Q - As relaxed as Bruce looked in those photos, he worked very hard to get that look, didn't he?
A - Well, there's two Bruces, you know. (laughs) There's Bruce off-stage and there's Bruce on-stage. What I've found is, a lot of the times off-stage, he is in a relaxed state. His mind is always working. He's always thinking. He looks around. He'll see something and store that away in his mind and it'll be used somewhere in a song. He's a sponge in terms of absorbing life around him. Yet in a relaxed way, he keeps things in perspective and keeps pace. But once he hits that stage, he's just a dynamo. He's the burning sun. He's all over that place. He's just energy. Pure energy. So, in that sense, there's two Bruces.

Q - You write "Bruce lives through every part of what he produces, whether it's his own lyrics and music or the graphics and text designed for his album or CD." Is Bruce a control freak? It sort of sounds like it.
A - (sighs) A control freak is a funny word. Is it important to him to make sure that everything is done properly, the way he sees it? Yes. If indeed that's your definition of a control freak. But, he also has the ability to co-operate and to get ideas. If something makes sense, he'll adopt those ideas as well. He's not a total dictator. But, he does have a very strong sense of how he sees the package to be, from the music on how it's laid down, on how it's arranged, on how it sounds to the graphic, to what the package looks like and to the concert, on how it's choreographed and how it's going to affect his audience. That's not being a control freak. You know what that is? That's being an artist. An artist wants things to be laid down the way he or she sees it.

Q - Bruce liked Elvis. He told you stories about going down to Graceland and trying to get in to see Elvis. You mean Elvis wouldn't see Bruce Springsteen?
A - At the time that this happened, Elvis was famous and Bruce was not yet famous. From what I understand, he actually tried to sneak onto the property and see if he could get to meet Elvis, but he was not successful at doing that.

Q - What year would that have been?
A - He told me that story in 1978. It happened probably five or six years prior to that I would think.

Q - On page 104 of your book, Bruce talks about how lucky you are to have a front porch. Where was Bruce living at the time?
A - In 1978 he was living in a suite of rooms at the Navarro Hotel in Central Park South, while he was working on "Darkness On The Edge Of Town", in New York City. He did not have a home at that time.

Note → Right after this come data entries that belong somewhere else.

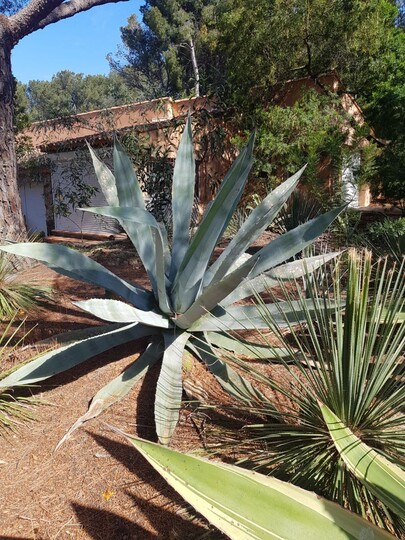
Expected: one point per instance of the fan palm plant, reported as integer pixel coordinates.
(189, 298)
(342, 419)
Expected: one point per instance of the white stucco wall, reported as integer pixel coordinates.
(33, 206)
(79, 221)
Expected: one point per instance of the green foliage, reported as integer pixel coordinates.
(13, 409)
(389, 235)
(71, 190)
(291, 41)
(189, 299)
(349, 359)
(299, 39)
(268, 509)
(72, 93)
(300, 208)
(15, 293)
(157, 57)
(346, 229)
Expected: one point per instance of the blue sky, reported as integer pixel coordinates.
(79, 44)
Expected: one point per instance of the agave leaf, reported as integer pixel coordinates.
(77, 335)
(130, 195)
(214, 222)
(116, 311)
(157, 248)
(233, 383)
(247, 505)
(128, 189)
(182, 197)
(252, 317)
(73, 264)
(267, 280)
(105, 178)
(384, 479)
(213, 294)
(246, 348)
(119, 387)
(292, 242)
(68, 356)
(252, 228)
(169, 386)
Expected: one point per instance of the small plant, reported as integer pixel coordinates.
(342, 418)
(15, 293)
(190, 301)
(389, 235)
(13, 409)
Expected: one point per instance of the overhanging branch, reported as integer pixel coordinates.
(52, 11)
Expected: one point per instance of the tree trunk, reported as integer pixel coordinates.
(11, 219)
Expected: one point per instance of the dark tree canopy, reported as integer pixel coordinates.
(9, 7)
(173, 50)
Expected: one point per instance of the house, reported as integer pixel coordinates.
(59, 158)
(60, 163)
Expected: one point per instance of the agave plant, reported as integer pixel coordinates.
(268, 509)
(190, 299)
(340, 431)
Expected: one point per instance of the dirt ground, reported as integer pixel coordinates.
(95, 486)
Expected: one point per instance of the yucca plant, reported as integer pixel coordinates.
(13, 409)
(15, 293)
(247, 505)
(340, 428)
(189, 298)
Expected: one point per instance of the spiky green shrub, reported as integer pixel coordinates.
(190, 300)
(336, 420)
(388, 236)
(300, 208)
(15, 293)
(13, 409)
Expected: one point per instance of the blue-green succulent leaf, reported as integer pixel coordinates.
(157, 254)
(128, 188)
(73, 264)
(68, 356)
(252, 228)
(119, 387)
(182, 197)
(214, 222)
(105, 178)
(169, 386)
(116, 311)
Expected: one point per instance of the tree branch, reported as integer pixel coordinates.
(41, 13)
(22, 22)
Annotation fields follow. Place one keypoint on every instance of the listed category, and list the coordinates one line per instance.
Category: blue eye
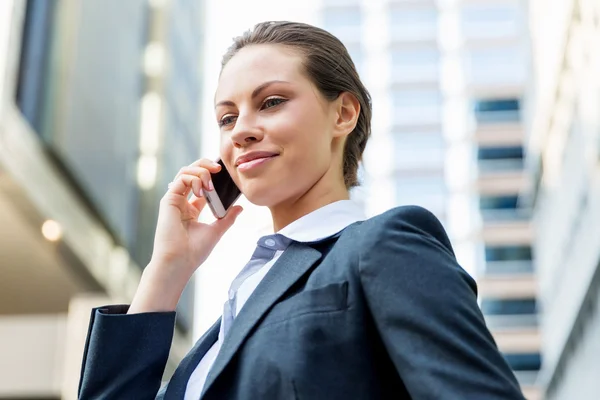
(227, 120)
(272, 102)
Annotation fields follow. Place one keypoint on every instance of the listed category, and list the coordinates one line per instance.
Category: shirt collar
(324, 222)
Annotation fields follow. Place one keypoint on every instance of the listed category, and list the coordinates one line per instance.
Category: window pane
(410, 65)
(498, 202)
(416, 98)
(343, 22)
(524, 361)
(496, 65)
(419, 150)
(342, 17)
(499, 153)
(416, 107)
(490, 20)
(509, 267)
(508, 306)
(508, 253)
(497, 110)
(424, 191)
(34, 63)
(411, 24)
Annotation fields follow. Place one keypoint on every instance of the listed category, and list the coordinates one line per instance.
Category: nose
(245, 132)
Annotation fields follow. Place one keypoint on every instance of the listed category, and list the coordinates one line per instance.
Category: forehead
(256, 64)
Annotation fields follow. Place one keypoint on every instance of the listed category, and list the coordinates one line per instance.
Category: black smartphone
(225, 194)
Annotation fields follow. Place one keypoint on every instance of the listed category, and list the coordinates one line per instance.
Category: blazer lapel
(178, 383)
(291, 266)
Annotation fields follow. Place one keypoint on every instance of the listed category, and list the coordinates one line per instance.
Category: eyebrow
(255, 93)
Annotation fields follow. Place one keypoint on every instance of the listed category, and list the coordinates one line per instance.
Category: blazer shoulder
(405, 220)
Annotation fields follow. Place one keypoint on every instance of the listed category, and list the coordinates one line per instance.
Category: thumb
(222, 225)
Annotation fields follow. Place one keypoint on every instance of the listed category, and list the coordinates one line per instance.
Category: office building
(447, 81)
(98, 111)
(563, 137)
(494, 59)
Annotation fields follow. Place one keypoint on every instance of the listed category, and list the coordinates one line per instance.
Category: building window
(355, 51)
(524, 361)
(497, 110)
(414, 150)
(487, 21)
(416, 107)
(416, 64)
(34, 63)
(500, 153)
(425, 191)
(413, 24)
(343, 22)
(509, 267)
(495, 66)
(496, 159)
(508, 253)
(498, 202)
(508, 306)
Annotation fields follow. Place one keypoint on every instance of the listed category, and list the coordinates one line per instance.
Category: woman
(341, 307)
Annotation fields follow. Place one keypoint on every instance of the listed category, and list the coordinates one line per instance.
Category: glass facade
(345, 22)
(489, 111)
(496, 65)
(413, 24)
(84, 100)
(524, 361)
(413, 150)
(490, 21)
(508, 253)
(427, 191)
(491, 306)
(416, 107)
(415, 64)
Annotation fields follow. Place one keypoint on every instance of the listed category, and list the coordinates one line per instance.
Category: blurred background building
(87, 91)
(447, 80)
(563, 144)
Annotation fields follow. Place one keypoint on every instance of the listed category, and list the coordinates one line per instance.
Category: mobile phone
(225, 194)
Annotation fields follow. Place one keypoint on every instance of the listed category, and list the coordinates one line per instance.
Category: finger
(210, 165)
(202, 173)
(198, 202)
(223, 224)
(184, 184)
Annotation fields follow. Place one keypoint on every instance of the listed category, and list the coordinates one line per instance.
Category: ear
(347, 112)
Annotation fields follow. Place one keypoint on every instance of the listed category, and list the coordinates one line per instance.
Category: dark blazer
(380, 311)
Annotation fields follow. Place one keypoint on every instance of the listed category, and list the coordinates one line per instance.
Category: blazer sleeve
(125, 355)
(425, 309)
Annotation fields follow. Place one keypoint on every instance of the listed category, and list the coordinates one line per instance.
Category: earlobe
(348, 111)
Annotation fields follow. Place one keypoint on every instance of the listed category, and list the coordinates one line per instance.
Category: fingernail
(196, 186)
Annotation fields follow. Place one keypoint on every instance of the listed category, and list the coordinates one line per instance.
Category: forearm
(159, 290)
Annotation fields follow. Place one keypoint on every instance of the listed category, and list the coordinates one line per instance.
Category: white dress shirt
(317, 225)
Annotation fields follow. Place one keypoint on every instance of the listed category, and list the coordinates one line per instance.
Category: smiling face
(280, 138)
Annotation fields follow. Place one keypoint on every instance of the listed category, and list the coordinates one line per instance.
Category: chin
(264, 194)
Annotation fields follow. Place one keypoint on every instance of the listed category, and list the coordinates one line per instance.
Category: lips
(254, 156)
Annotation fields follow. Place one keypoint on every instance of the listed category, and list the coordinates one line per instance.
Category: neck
(316, 197)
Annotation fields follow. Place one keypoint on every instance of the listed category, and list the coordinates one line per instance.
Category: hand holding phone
(225, 194)
(181, 242)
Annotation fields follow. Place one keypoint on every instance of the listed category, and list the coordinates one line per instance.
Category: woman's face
(277, 130)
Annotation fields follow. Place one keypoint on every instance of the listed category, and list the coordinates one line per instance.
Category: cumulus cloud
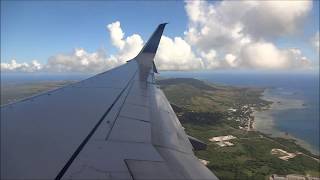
(240, 32)
(224, 34)
(176, 54)
(21, 67)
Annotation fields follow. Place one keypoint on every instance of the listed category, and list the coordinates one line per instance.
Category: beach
(265, 121)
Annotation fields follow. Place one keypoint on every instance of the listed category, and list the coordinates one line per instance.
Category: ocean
(296, 111)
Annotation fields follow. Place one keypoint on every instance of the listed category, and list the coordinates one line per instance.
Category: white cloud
(176, 54)
(21, 67)
(238, 31)
(224, 34)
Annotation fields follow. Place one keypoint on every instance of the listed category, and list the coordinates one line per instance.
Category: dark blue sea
(301, 123)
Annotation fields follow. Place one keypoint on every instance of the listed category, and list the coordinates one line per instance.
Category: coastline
(264, 121)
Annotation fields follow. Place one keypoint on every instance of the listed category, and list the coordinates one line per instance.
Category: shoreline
(264, 121)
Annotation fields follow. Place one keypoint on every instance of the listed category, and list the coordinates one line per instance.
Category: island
(222, 117)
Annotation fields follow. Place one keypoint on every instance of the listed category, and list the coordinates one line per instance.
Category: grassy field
(202, 110)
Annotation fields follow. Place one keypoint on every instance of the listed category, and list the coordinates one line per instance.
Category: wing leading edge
(116, 125)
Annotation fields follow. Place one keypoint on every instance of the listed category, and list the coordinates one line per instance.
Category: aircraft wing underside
(115, 125)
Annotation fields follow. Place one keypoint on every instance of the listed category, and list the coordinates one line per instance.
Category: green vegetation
(203, 111)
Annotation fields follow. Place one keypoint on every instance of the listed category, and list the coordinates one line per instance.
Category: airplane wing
(115, 125)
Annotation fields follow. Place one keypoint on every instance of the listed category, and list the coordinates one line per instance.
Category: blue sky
(38, 30)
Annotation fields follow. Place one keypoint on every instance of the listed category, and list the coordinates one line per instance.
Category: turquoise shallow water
(300, 122)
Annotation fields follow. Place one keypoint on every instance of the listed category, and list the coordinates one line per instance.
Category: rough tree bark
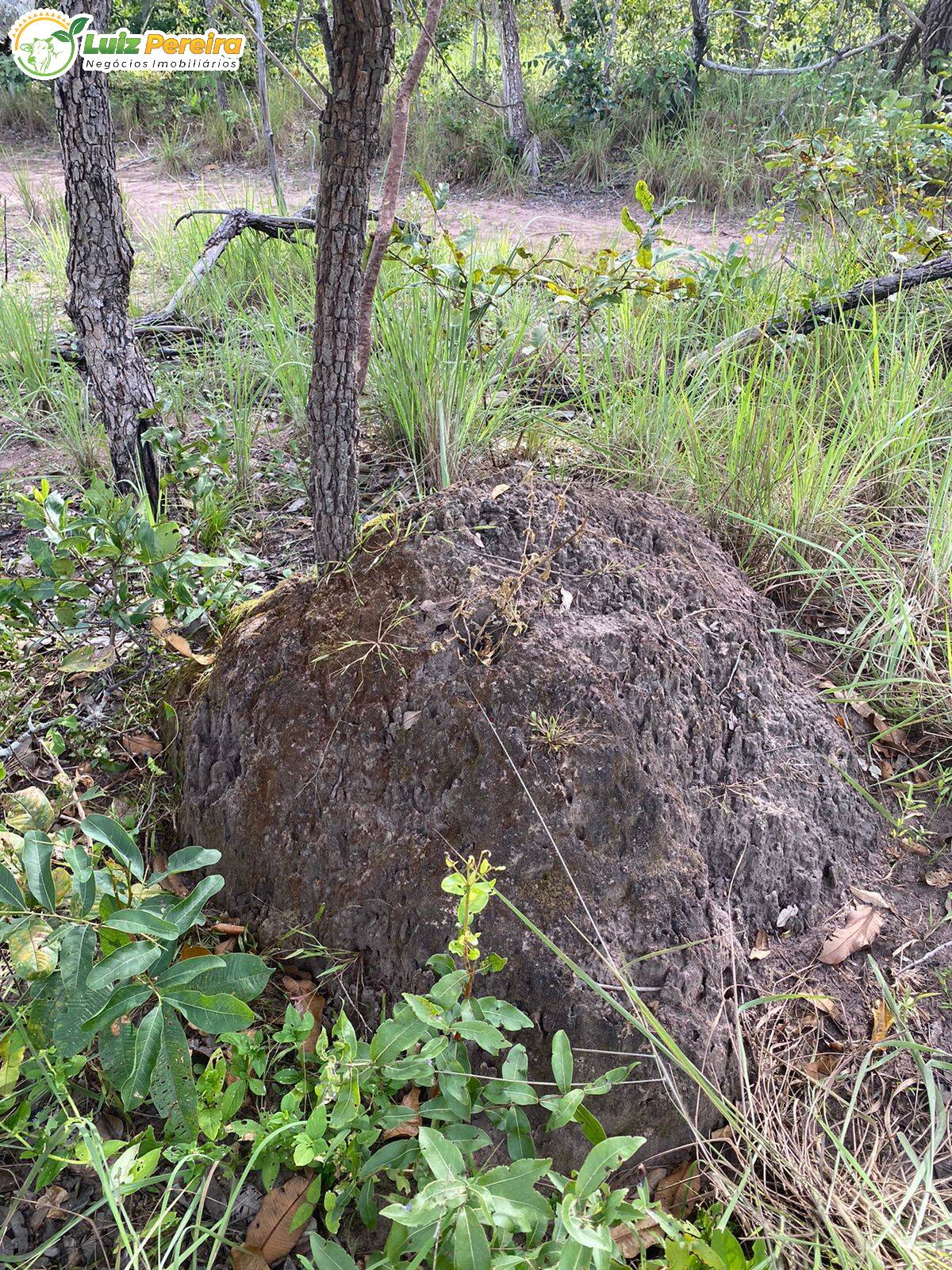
(361, 48)
(221, 93)
(700, 38)
(930, 36)
(99, 264)
(390, 194)
(513, 89)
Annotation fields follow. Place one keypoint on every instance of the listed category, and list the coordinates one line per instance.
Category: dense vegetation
(163, 1077)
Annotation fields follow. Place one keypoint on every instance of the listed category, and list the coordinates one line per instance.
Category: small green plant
(99, 949)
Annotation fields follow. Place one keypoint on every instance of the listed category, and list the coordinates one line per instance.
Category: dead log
(863, 294)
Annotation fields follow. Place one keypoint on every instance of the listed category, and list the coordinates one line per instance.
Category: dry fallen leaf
(50, 1206)
(869, 897)
(632, 1241)
(270, 1233)
(861, 929)
(822, 1067)
(678, 1191)
(882, 1022)
(178, 643)
(306, 1000)
(409, 1128)
(141, 745)
(248, 1259)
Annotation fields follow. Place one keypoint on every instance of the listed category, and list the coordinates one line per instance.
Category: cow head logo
(44, 42)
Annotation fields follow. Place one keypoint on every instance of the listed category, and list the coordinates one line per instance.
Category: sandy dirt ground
(590, 219)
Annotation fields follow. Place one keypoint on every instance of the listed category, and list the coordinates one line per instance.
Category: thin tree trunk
(267, 131)
(99, 266)
(221, 93)
(362, 48)
(390, 192)
(513, 88)
(700, 38)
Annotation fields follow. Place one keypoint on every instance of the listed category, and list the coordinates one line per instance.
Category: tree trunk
(99, 264)
(700, 37)
(513, 89)
(221, 93)
(390, 194)
(264, 108)
(362, 51)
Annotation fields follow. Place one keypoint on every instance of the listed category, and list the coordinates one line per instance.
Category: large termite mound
(575, 679)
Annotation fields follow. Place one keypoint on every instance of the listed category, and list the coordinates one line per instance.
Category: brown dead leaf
(678, 1191)
(871, 897)
(632, 1241)
(861, 929)
(50, 1206)
(822, 1067)
(178, 643)
(248, 1259)
(824, 1005)
(306, 1000)
(409, 1128)
(139, 743)
(882, 1022)
(270, 1233)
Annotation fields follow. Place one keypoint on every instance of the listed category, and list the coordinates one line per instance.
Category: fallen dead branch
(165, 321)
(869, 292)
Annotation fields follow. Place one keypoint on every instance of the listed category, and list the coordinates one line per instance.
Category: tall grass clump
(438, 394)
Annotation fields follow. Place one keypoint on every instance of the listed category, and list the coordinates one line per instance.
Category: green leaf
(213, 1015)
(102, 829)
(644, 196)
(125, 963)
(399, 1153)
(149, 1039)
(124, 1001)
(140, 921)
(470, 1242)
(10, 895)
(602, 1161)
(574, 1257)
(29, 810)
(173, 1087)
(395, 1037)
(76, 959)
(562, 1062)
(243, 975)
(630, 224)
(188, 859)
(186, 972)
(330, 1257)
(590, 1126)
(484, 1034)
(443, 1159)
(186, 914)
(37, 854)
(564, 1109)
(31, 956)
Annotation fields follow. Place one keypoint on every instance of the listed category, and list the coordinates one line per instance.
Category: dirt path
(592, 220)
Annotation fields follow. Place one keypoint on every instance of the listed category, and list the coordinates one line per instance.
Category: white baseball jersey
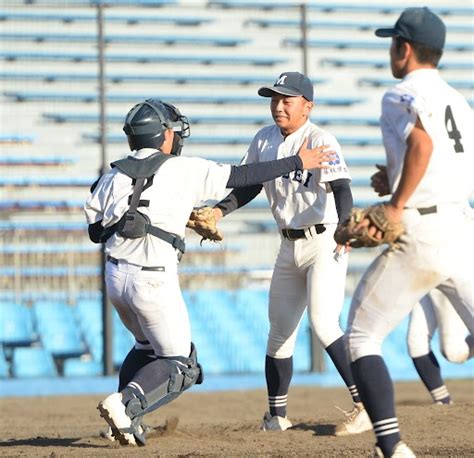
(179, 185)
(302, 198)
(448, 120)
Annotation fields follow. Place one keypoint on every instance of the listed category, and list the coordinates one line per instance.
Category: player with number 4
(427, 130)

Q - So, the front porch meant a lot.
A - Yeah. Yes it did. He's got a front porch now. (laughs)

Q - A big front porch. Now, you got to sing "Lodi" (Creedence Clearwater Revival) with Bruce. I take it Bruce is a Creedence fan?
A - Well, let's just say at that time in 1982, when we were riding through the Jersey pine barrens, singing "Lodi", that was one of Creedence Clearwater's songs on an album he was listening to at that time. Then, he's also done in concert "Who'll Stop The Rain". He's also done some things with John Fogerty, including the Vote For Change tour.

Q - You said, "I have often said it's not what you take with you in this life, it's what you leave behind." That's a pretty profound statement isn't it?
A - Yeah, I think it's kind of profound. You know...what's it all about? Think about it. Do we want to collect a lot of material things and put 'em in a closet and you leave the earth and they're in that closet? It's not the old adage; "you size up the boys by the size of their toys." It's not that. It's "what have you accomplished? What is substantial? What have left behind in this life?" Not what you take with you. That's meaningless. What you leave behind is very important. With Bruce, he's leaving behind wonderful, wonderful music...great, great stage shows. A lot of memories for a lot of people who have gone to those shows. A lot of information about being aware of yourself in the modern world. Doing a lot of charity, which you don't hear too much about. He's done a lot in his life. With me, I'm able to leave behind a book and some photographs of Bruce and some other artists. Patti Smith, Southside Johnny, Janis Joplin, Bette Midler...the people I photographed over the years. What I'm saying is, it's something to leave behind for people to enjoy and study and maybe get some insights into some things of their own.